Can someone enlighten me as to why a single Float64 export from inside a function takes as much computation time as 2,000,000 additions? See code below from Julia 1.1.
module test
struct teststruct
x::Array{Float64,1}
end
data=teststruct(rand(1000))
function sum_arg(data)
s = 0.0
for i in data.x
for i in data.x
s += i
end
end
end
using BenchmarkTools
timer() = @time sum_arg(data)
timer()
timer()
timer()
timer()
end
OUTPUTS:
0.008286 seconds (11.14 k allocations: 527.958 KiB)
0.000303 seconds
0.000302 seconds
0.000302 seconds
and compare that computation time with the computation time seen below:
module test
struct teststruct
x::Array{Float64,1}
end
data=teststruct(rand(1000))
function sum_arg(data)
s = 0.0
for i in data.x
for i in data.x
s += i
end
end
data.x[1]=s
end
using BenchmarkTools
timer() = @time sum_arg(data)
timer()
timer()
timer()
timer()
end
OUTPUTS:
0.012986 seconds (11.54 k allocations: 548.084 KiB)
0.000886 seconds (2 allocations: 32 bytes)
0.000884 seconds (2 allocations: 32 bytes)
0.000884 seconds (2 allocations: 32 bytes)
and compare the above computation time to the computation time below:
module test
struct teststruct
x::Array{Float64,1}
end
data=teststruct(rand(1000))
function sum_arg(data)
s = 0.0
for i in data.x
for i in data.x
s += i
end
end
return s
end
using BenchmarkTools
timer() = @time sum_arg(data)
timer()
timer()
timer()
timer()
end
OUTPUTS:
0.012986 seconds (11.54 k allocations: 548.084 KiB)
0.000886 seconds (2 allocations: 32 bytes)
0.000884 seconds (2 allocations: 32 bytes)
0.000884 seconds (2 allocations: 32 bytes)
I also tried another version wherein I swapped out “return s” for “a=1.0”, and the computation time was back down to 0.0003 seconds.

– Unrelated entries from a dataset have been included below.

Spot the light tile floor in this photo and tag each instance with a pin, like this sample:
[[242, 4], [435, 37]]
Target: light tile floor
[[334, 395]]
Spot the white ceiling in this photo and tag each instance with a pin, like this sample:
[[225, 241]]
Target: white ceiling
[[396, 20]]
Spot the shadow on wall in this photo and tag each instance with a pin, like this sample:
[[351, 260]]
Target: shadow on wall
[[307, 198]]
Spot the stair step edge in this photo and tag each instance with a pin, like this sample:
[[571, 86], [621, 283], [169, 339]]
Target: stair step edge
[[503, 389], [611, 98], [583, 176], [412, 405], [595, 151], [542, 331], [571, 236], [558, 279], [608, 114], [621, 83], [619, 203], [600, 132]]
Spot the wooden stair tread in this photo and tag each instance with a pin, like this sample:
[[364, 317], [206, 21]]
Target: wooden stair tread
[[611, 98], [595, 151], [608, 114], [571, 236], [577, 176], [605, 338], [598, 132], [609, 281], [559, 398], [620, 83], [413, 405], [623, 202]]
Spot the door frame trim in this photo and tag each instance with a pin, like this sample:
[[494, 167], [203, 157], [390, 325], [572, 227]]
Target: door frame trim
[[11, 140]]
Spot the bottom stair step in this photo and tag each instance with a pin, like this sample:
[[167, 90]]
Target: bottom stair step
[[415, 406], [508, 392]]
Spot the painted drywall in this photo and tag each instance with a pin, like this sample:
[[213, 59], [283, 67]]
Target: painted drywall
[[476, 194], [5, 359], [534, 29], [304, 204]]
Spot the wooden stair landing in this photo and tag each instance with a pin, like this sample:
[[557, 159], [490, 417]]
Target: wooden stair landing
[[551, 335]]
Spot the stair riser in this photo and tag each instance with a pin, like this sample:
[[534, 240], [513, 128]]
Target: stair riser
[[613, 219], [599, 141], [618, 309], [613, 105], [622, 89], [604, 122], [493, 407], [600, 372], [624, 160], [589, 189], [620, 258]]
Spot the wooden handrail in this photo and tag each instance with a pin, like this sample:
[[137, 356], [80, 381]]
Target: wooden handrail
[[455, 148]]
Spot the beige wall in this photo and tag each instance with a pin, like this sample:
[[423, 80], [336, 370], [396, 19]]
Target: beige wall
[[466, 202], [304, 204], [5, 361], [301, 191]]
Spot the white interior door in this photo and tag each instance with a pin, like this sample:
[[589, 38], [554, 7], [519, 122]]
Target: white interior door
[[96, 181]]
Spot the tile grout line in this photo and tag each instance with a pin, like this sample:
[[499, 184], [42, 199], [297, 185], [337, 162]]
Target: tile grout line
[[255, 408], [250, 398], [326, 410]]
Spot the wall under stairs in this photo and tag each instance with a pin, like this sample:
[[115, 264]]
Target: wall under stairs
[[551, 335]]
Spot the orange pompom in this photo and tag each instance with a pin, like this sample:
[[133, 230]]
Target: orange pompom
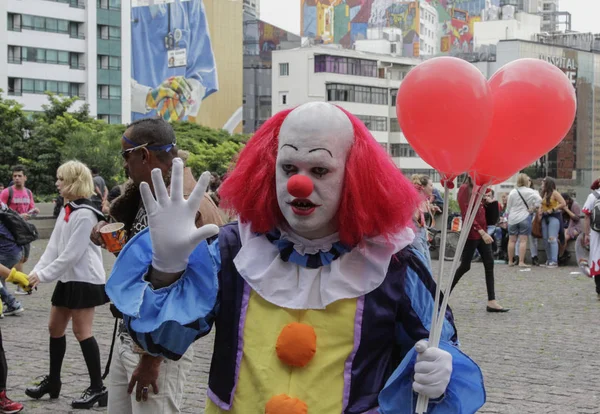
[[296, 344], [283, 404]]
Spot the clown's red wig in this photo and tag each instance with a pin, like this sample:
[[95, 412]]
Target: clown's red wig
[[377, 200]]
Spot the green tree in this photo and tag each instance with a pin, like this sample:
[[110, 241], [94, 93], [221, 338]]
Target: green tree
[[210, 149], [15, 130]]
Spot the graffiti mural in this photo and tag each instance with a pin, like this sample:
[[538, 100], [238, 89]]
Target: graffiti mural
[[346, 21]]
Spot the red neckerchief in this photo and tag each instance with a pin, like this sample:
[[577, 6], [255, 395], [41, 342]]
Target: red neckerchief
[[68, 210]]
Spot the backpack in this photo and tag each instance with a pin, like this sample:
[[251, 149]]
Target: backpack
[[22, 231], [595, 217]]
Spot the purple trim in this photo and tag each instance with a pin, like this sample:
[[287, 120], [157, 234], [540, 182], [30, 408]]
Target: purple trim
[[238, 360], [360, 305]]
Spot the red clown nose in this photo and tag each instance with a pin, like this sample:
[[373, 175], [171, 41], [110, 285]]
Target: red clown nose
[[300, 186]]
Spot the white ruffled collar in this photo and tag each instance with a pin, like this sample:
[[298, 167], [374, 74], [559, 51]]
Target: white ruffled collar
[[289, 285]]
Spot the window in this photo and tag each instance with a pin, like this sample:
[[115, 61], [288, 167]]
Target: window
[[51, 25], [357, 93], [75, 32], [284, 69], [51, 56], [114, 32], [13, 22], [41, 86], [283, 98], [114, 92], [345, 66], [14, 54], [14, 86], [103, 62], [45, 24], [374, 123], [114, 62], [63, 57], [394, 125], [103, 92]]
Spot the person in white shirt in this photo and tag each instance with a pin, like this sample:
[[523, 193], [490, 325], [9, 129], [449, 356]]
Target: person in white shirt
[[75, 263], [522, 201]]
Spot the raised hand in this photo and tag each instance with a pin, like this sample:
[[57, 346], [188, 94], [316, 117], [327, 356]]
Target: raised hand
[[172, 219]]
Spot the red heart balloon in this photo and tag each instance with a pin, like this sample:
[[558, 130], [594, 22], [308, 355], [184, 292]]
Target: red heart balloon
[[444, 108], [534, 108]]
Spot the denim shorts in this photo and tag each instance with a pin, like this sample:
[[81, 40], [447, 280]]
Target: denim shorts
[[520, 229]]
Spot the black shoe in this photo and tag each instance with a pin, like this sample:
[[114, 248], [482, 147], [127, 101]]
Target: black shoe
[[502, 310], [90, 397], [43, 388]]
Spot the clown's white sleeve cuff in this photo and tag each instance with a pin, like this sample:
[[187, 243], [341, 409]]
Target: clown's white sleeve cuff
[[138, 97]]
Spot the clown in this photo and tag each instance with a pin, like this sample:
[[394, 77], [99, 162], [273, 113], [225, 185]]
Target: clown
[[319, 304]]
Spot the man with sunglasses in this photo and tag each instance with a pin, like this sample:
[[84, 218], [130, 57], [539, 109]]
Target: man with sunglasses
[[147, 144]]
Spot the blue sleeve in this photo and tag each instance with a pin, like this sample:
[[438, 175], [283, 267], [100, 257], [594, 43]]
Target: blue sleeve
[[165, 321], [465, 393], [201, 63]]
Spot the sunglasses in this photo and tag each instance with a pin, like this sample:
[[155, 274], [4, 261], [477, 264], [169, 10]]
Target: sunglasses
[[125, 153]]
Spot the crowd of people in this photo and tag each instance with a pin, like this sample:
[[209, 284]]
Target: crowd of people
[[147, 360], [503, 230]]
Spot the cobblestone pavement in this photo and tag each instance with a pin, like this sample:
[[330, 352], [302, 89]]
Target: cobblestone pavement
[[541, 357]]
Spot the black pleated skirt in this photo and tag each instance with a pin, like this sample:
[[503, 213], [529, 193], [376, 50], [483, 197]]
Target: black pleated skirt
[[79, 295]]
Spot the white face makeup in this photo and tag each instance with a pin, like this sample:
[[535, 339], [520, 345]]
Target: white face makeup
[[314, 142]]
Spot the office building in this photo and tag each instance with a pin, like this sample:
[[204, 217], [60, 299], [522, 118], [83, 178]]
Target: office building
[[73, 48]]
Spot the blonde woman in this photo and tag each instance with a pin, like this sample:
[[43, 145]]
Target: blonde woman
[[75, 263], [522, 202], [425, 186], [552, 224]]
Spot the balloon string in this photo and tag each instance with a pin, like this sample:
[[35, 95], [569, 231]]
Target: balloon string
[[423, 400], [474, 207]]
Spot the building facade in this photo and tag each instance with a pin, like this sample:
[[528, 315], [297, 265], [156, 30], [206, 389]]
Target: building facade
[[68, 47], [260, 40], [363, 83], [575, 162]]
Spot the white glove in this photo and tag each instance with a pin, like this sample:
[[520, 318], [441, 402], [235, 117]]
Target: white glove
[[172, 220], [432, 370]]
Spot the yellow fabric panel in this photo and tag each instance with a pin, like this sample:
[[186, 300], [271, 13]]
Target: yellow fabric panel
[[262, 375]]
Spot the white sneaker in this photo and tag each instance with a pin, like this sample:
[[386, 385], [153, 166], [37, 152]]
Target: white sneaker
[[20, 291]]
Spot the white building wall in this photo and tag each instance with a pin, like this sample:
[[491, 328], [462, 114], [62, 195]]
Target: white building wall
[[523, 27], [63, 42], [125, 62], [429, 33], [91, 64], [49, 9], [304, 85], [3, 48]]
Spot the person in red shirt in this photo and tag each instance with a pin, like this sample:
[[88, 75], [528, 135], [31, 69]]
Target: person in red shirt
[[20, 199], [479, 240]]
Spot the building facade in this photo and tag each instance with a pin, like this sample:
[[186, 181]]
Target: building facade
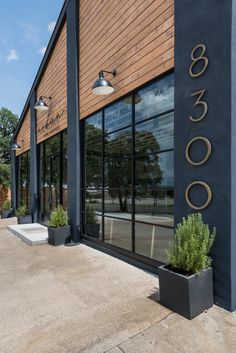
[[128, 166]]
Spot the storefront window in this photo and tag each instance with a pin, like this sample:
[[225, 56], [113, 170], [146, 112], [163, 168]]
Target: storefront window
[[128, 169], [53, 174]]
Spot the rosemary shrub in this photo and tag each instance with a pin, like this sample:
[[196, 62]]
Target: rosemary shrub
[[22, 210], [6, 205], [192, 243], [58, 218]]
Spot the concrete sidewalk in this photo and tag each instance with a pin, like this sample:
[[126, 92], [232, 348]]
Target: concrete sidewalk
[[76, 299]]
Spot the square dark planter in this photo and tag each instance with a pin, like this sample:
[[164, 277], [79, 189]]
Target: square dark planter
[[24, 219], [59, 236], [93, 230], [6, 213], [188, 296]]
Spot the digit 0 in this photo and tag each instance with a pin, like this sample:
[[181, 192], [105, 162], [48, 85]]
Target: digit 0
[[198, 58]]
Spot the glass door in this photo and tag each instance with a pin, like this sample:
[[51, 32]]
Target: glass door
[[53, 175]]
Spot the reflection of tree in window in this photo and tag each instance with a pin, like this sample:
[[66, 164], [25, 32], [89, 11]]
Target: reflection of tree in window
[[148, 171], [93, 160], [118, 165]]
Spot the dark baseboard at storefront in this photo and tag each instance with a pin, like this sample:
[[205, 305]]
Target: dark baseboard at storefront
[[132, 259]]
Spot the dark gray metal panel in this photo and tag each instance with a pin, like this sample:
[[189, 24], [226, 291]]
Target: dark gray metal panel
[[73, 128], [209, 23], [33, 160], [13, 180], [233, 161]]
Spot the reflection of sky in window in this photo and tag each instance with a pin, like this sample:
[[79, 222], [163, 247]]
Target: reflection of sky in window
[[95, 120], [118, 115], [161, 128], [157, 98]]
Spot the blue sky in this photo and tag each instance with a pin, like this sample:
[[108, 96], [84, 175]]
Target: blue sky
[[25, 29]]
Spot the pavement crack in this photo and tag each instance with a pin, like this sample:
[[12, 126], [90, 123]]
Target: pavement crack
[[137, 334]]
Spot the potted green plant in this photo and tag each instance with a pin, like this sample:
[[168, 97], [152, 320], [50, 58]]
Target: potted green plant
[[92, 227], [6, 209], [186, 284], [22, 214], [59, 232]]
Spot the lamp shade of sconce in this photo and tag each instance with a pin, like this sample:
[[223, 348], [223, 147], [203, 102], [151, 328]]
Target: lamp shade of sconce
[[15, 146], [41, 104], [129, 100], [103, 86]]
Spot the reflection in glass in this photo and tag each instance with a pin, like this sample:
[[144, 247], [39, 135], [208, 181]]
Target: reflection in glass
[[93, 224], [52, 145], [156, 98], [118, 159], [93, 213], [155, 135], [93, 165], [93, 200], [117, 232], [128, 170], [93, 127], [117, 116], [53, 174], [154, 194], [118, 201], [64, 183], [152, 241], [24, 179]]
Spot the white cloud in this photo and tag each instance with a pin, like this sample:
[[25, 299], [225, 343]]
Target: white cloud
[[30, 33], [42, 50], [12, 55], [51, 26]]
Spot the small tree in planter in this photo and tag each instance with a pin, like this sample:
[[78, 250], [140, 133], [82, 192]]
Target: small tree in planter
[[22, 214], [59, 231], [6, 209], [92, 227], [186, 284]]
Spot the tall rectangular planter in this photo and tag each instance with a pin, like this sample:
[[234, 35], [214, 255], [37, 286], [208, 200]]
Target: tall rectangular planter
[[188, 296], [59, 236], [6, 213], [27, 219]]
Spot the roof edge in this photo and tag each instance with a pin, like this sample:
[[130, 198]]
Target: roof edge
[[51, 45]]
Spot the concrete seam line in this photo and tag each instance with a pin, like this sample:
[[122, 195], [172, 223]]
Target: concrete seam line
[[139, 333]]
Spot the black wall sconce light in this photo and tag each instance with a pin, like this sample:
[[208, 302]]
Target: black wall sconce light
[[102, 86], [16, 146], [40, 104]]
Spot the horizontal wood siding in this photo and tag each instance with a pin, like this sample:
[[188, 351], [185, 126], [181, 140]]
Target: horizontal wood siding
[[23, 136], [135, 37], [54, 84]]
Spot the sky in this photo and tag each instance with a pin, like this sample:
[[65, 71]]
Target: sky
[[25, 30]]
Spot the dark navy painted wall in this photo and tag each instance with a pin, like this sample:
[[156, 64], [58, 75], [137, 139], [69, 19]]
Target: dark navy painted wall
[[33, 160], [207, 22], [233, 160], [73, 131]]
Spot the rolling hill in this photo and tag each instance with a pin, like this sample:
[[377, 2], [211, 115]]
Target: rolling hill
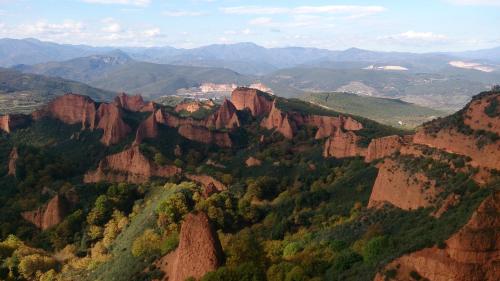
[[383, 110]]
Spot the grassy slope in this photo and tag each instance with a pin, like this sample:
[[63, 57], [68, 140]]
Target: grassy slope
[[386, 111]]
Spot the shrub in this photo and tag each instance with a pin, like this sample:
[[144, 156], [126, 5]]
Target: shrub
[[146, 244]]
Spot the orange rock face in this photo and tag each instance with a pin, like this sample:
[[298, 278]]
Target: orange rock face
[[132, 103], [48, 215], [128, 166], [12, 121], [259, 103], [343, 144], [204, 135], [383, 147], [199, 250], [147, 129], [13, 156], [278, 121], [252, 161], [470, 255], [401, 189], [476, 117], [454, 142], [226, 117], [110, 120]]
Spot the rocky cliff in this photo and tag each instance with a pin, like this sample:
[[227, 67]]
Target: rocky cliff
[[50, 214], [71, 109], [132, 103], [199, 250], [278, 121], [204, 135], [343, 144], [472, 254], [259, 103], [226, 117], [401, 188], [76, 109], [128, 166], [148, 129], [111, 121], [383, 147], [13, 156], [12, 121]]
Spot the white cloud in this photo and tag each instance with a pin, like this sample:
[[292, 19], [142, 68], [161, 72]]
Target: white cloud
[[111, 25], [475, 2], [182, 13], [142, 3], [350, 10], [153, 32], [424, 36]]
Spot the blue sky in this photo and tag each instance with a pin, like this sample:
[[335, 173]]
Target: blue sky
[[404, 25]]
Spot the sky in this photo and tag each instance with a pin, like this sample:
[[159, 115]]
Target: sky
[[386, 25]]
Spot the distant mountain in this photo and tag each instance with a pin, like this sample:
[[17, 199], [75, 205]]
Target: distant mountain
[[116, 71], [386, 111], [32, 51], [21, 92]]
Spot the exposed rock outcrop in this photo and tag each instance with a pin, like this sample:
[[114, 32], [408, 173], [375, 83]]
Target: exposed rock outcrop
[[472, 254], [132, 103], [450, 140], [259, 103], [128, 166], [77, 109], [209, 184], [204, 135], [50, 214], [13, 156], [148, 129], [226, 117], [278, 121], [110, 120], [199, 250], [401, 188], [475, 113], [12, 121], [383, 147], [71, 109], [343, 144], [252, 161]]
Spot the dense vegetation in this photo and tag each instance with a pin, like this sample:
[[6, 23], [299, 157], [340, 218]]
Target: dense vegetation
[[297, 216]]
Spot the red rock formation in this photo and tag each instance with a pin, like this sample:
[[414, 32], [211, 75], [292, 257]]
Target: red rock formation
[[132, 103], [252, 161], [209, 184], [12, 162], [401, 188], [454, 142], [128, 166], [199, 250], [383, 147], [472, 254], [343, 144], [71, 109], [110, 120], [12, 121], [476, 118], [204, 135], [226, 117], [278, 121], [147, 129], [49, 215], [259, 103]]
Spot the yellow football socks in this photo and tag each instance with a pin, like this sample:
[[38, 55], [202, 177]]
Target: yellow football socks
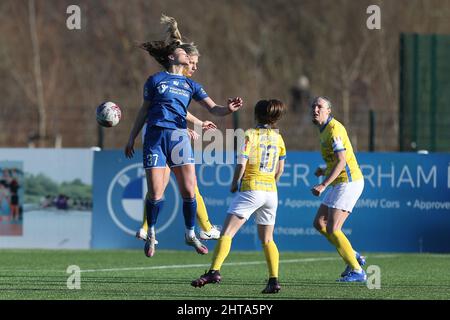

Therefore the function sum_arg() cannot output it’s value without incurring a time penalty greater than 2,000,000 addition steps? Please enlighten me.
Your first function doesn’t do anything so the optimizer can freely replace the whole body with return nothing. I’m not sure this is exactly what is happening here but you need to be careful when you benchmark.
I think this simply isn’t a very useful benchmark. The first version of your function returns nothing and has no side effects. Thus, there is no reason that the compiler needs to actually execute it, so the amount of time it takes is not informative.
fyi with BenchmarkTools use @btime sum_arg($data) and, assigning macros to functions that way may not do what you expect. Just write the macro expression.
Why do you say “there is no reason that the compiler needs to actually execute it” when my (maybe naive) understanding is:
the complier compiles – it doesn’t “execute”.
I thought the @btime macro measures execution duration, not compiling duration. So why are you mentioning the compiler?
maybe you mean to say “there is no reason that the CPU needs to actually execute it” … but then how does the 1 million additions get executed?
Can you please explain clearly why you think it’s not a good benchmark time measurement? That method of “time() = @time sum_arg()” was recommended on this forum by another user. That’s why I used it. I’m happy to use a different benchmark method.
@tamasgal I don’t understand how your example codes are relevant. I think maybe you’re missing the point: I executed the exact same code in my two code examples, but with the only difference between them being a “return s” at the end of the function or not. The “return s” create a LONG increase in execution time. Why?
The example is relevant because it shows that when the result of a computation is unused and has no effect, the compiler can remove it completely. The same thing is happening in your benchmark.
Nope, I understand what you don’t understand; you have to wrap your head around.
The compiler is clever. If you write a function which does not return anything, the compiler will create machine code which does exactly nothing. Just like Kristoffer told you in the first reply.
In my examples you see the exact same behaviour. Julia is a high-level language and you usually don’t tell your computer what it has to do “step-by-step”. You write your algorithm and let the compiler do the rest.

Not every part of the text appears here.